Onları çöle kadar takip edecek birinin aklını peynir ekmekle yemiş olması gerekirdi. Ya da bir şeyin peşinde olması.
Hangisi olduğumuzu az çok tahmin edebilirsiniz.
Çaldıkları bu tonla altının arasında ne zamandan beri aradığım ay taşları vardı. Eğer altınları sağ salim sahibine geri götürebilirsem, ödül olarak onları istemeyi düşünüyordum.
Dört gündür onları takip ediyorduk.
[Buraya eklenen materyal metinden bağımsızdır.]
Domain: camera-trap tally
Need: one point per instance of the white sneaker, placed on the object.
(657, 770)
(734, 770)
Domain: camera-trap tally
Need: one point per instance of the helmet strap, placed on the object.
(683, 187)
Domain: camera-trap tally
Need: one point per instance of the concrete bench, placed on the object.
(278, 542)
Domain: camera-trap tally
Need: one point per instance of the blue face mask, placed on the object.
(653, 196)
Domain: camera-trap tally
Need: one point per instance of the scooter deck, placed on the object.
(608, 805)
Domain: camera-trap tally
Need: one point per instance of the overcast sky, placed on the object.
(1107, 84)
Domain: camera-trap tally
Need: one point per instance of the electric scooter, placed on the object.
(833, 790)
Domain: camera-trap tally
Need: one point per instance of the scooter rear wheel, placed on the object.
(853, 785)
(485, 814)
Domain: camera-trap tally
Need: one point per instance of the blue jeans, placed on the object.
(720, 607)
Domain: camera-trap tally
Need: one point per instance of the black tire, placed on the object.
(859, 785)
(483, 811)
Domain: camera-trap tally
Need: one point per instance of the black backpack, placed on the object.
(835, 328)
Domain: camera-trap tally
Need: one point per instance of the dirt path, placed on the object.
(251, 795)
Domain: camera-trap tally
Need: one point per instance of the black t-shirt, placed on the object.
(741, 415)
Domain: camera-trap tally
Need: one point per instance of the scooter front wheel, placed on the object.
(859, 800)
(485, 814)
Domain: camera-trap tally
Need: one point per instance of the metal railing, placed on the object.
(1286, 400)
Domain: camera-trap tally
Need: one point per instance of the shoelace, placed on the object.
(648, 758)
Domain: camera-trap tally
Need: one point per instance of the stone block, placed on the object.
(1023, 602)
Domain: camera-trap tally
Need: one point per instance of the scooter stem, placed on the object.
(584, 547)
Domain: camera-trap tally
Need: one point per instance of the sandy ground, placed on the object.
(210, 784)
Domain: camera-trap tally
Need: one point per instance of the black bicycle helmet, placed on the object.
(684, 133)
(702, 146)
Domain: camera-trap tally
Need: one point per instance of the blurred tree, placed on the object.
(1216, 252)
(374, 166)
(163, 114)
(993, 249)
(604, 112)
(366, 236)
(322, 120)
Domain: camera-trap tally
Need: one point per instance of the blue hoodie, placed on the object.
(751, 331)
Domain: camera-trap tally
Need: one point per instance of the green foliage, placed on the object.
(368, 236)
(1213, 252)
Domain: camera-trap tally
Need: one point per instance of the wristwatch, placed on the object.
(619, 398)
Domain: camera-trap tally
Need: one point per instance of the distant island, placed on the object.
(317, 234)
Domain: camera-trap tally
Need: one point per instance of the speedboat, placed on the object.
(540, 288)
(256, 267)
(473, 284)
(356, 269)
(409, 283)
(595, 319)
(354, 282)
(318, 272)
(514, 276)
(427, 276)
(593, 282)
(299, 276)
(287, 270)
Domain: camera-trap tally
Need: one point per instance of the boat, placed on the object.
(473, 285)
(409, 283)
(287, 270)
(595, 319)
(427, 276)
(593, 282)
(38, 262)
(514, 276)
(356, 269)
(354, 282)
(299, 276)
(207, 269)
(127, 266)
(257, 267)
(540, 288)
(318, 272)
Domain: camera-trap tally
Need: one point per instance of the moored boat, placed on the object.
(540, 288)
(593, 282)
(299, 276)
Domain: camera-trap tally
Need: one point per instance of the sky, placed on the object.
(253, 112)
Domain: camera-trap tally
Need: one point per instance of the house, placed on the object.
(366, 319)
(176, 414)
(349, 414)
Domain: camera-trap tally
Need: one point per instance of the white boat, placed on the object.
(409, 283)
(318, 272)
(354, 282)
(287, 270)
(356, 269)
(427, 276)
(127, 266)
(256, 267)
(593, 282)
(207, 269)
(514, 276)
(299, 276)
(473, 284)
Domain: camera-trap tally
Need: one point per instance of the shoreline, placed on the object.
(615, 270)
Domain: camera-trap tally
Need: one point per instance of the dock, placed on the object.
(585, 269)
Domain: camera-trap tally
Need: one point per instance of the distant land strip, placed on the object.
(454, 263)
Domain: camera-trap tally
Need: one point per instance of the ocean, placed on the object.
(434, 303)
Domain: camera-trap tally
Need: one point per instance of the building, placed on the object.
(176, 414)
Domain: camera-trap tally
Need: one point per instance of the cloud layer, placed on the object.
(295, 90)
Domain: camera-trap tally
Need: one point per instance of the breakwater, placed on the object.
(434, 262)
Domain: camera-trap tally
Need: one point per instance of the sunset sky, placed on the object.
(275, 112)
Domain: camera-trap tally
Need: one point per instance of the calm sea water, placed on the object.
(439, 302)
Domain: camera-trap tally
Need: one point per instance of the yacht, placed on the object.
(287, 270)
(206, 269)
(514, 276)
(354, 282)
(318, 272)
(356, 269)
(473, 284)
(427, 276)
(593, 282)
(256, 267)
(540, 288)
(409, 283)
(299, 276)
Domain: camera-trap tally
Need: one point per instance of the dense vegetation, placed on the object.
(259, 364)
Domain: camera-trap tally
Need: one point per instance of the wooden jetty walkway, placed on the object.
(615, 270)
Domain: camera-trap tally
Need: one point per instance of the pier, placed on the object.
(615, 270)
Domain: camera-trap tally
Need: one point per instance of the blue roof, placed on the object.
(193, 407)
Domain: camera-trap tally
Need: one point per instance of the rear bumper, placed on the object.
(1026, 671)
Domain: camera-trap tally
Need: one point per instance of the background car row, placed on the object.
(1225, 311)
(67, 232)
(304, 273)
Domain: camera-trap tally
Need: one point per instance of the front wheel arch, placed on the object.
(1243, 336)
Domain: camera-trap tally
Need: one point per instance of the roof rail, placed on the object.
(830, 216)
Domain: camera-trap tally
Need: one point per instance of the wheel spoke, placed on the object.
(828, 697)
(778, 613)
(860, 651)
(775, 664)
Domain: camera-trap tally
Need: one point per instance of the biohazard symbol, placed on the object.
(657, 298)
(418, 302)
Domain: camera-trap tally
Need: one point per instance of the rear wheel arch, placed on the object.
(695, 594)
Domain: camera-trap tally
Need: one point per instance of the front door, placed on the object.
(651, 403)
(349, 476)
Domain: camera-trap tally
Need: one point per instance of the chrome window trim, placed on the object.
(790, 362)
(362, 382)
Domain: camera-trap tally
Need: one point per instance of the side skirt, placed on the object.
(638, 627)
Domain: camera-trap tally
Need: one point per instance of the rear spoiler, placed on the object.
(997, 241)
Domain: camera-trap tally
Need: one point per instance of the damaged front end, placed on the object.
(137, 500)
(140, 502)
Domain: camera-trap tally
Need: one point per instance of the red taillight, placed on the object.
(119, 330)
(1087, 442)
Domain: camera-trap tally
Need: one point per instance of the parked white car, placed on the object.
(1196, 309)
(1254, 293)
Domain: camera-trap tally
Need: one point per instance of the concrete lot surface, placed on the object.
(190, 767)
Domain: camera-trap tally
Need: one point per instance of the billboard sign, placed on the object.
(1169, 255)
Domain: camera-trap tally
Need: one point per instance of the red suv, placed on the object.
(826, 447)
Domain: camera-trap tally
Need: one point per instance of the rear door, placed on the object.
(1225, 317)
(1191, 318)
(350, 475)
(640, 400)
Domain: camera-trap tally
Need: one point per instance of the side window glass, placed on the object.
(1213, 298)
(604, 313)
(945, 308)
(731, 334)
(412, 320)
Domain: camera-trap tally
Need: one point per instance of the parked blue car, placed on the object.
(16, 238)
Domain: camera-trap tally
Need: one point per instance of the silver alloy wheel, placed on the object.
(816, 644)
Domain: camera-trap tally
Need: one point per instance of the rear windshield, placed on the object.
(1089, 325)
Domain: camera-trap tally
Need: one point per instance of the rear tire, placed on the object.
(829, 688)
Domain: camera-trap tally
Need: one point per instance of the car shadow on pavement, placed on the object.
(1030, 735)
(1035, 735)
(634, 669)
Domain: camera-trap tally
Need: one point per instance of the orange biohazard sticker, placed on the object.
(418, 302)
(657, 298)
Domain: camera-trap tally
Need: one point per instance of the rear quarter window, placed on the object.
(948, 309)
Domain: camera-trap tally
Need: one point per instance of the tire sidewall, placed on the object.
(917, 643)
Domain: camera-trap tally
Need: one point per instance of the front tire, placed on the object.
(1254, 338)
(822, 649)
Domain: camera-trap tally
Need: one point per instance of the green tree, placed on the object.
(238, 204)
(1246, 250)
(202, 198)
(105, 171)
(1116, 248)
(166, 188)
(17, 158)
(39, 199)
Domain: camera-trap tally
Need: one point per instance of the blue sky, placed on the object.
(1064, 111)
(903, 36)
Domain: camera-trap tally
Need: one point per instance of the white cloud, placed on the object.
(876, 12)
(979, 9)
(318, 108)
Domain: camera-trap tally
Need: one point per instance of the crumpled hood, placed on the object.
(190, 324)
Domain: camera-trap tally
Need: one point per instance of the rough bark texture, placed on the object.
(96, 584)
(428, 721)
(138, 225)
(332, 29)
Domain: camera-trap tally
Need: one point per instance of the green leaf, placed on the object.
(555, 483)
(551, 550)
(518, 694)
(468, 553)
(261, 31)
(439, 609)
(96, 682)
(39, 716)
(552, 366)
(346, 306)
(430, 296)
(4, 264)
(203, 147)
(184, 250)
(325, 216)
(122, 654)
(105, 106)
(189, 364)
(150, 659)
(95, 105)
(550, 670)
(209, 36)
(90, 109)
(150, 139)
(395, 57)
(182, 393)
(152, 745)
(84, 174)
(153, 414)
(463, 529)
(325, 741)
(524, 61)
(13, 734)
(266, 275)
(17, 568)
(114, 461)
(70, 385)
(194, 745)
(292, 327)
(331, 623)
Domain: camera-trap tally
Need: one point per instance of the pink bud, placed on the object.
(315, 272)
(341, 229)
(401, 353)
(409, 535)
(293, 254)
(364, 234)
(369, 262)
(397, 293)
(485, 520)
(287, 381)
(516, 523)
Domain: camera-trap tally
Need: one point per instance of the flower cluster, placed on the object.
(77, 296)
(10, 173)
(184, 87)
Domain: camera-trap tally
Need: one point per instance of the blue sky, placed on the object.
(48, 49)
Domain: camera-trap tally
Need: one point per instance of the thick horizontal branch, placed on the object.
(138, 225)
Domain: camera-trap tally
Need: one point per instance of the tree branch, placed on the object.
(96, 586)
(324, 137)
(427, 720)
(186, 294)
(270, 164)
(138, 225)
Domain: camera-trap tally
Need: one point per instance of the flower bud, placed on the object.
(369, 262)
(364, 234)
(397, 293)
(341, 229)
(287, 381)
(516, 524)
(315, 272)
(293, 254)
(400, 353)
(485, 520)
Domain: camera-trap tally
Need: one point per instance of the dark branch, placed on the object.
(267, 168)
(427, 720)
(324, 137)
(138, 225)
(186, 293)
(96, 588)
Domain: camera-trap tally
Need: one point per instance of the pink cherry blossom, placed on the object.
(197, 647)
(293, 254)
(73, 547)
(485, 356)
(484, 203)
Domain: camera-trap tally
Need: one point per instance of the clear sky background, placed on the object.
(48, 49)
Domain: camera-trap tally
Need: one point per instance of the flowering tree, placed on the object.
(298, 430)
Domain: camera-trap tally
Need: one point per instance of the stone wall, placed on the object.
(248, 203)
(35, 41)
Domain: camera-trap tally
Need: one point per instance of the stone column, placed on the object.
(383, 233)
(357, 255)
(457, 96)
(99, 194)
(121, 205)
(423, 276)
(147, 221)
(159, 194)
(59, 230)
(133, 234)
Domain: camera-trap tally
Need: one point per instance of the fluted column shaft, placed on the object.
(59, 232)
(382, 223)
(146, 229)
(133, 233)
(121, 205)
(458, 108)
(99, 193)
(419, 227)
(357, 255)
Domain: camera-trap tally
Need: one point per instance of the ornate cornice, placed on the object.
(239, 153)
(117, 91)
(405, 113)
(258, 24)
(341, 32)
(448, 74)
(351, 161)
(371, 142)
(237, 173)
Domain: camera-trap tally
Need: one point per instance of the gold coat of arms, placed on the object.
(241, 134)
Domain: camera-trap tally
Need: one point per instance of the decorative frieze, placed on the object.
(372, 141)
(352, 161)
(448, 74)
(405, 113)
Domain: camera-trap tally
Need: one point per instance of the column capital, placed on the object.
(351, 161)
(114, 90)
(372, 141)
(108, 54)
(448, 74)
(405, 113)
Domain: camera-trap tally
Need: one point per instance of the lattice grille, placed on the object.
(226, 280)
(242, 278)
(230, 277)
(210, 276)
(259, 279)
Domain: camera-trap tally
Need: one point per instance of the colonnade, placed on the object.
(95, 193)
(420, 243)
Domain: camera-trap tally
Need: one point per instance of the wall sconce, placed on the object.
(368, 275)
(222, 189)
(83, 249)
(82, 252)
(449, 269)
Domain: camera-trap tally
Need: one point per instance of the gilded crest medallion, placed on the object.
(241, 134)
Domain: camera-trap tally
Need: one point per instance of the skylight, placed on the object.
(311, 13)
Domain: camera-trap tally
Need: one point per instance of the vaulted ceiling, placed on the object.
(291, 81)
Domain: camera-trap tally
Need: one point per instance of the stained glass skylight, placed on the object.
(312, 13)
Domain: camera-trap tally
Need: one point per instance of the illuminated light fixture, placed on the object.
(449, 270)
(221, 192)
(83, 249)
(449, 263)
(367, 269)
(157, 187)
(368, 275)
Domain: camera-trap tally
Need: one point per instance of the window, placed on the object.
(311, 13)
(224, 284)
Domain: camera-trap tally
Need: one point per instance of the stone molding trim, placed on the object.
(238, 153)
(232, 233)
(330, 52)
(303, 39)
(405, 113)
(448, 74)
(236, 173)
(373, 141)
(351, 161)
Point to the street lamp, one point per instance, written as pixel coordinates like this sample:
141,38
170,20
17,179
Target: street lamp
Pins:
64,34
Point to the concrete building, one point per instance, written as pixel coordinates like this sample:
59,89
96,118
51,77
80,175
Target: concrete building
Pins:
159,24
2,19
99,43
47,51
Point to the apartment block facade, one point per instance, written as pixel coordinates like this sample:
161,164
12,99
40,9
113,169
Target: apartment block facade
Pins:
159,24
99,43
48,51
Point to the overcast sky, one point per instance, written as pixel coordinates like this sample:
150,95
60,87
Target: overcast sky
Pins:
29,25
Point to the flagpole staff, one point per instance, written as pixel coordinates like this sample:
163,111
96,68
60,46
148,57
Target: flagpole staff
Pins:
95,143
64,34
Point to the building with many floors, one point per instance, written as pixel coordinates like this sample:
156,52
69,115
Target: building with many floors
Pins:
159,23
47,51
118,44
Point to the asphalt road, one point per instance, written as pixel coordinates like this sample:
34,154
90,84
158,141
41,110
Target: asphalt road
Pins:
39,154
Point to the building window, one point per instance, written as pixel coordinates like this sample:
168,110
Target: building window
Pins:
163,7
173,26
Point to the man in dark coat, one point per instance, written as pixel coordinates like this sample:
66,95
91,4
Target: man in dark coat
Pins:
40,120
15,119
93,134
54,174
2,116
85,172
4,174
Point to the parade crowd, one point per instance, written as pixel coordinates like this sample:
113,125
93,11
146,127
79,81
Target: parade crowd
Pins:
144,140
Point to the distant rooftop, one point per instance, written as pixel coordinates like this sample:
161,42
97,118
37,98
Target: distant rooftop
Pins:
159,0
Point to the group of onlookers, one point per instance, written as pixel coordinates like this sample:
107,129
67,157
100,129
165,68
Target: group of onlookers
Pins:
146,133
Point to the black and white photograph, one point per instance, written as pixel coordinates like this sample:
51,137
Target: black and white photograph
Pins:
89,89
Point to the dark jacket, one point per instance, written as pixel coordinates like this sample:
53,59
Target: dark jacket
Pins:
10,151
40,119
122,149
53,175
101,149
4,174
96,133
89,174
Bu col coğrafyasına benden daha alışıklardı, dur durak bilmeden kat ettikleri mesafe benim yürürlüğümün onlarca katı olmalıydı.
Ama böyle kolay pes etmeye niyetim yoktu.
Ama çöle her ne kadar dayanıklı olurlarsa olsunlar, atlarının bu kadar dayanıklı olmadığını ve eninde sonunda bir yerlerde duracaklarını biliyordum.
Ve şimdi bulmamız gereken tek şey, bu mola yerinin nerede olduğuydu.
Elimi gözlerime siper ederek, ileriye odaklandım. Saateledir yürümemize rağmen gördüğüm tek şey uçsuz bucaksız kum tarlalarıydı.
''Happy!" Durup dikkatle bana baktı. Yanına yaklaşıp dikkatle ileriyi gösterdim.
"Ne kadar dayanıklı olurlarsa olsunlar, kimse bu cehennem sıcağına düşündüğü kadar hazırlıklı olamaz. Yakınlarda bir yerlerde durmuş olmalılar."
Şimdi o da durmuş, baktığım tarafı izliyordu. "Ne düşünüyorsun? Sence onları bulabilecek miyiz? Gerçekten de o kadar yakınlar mı?"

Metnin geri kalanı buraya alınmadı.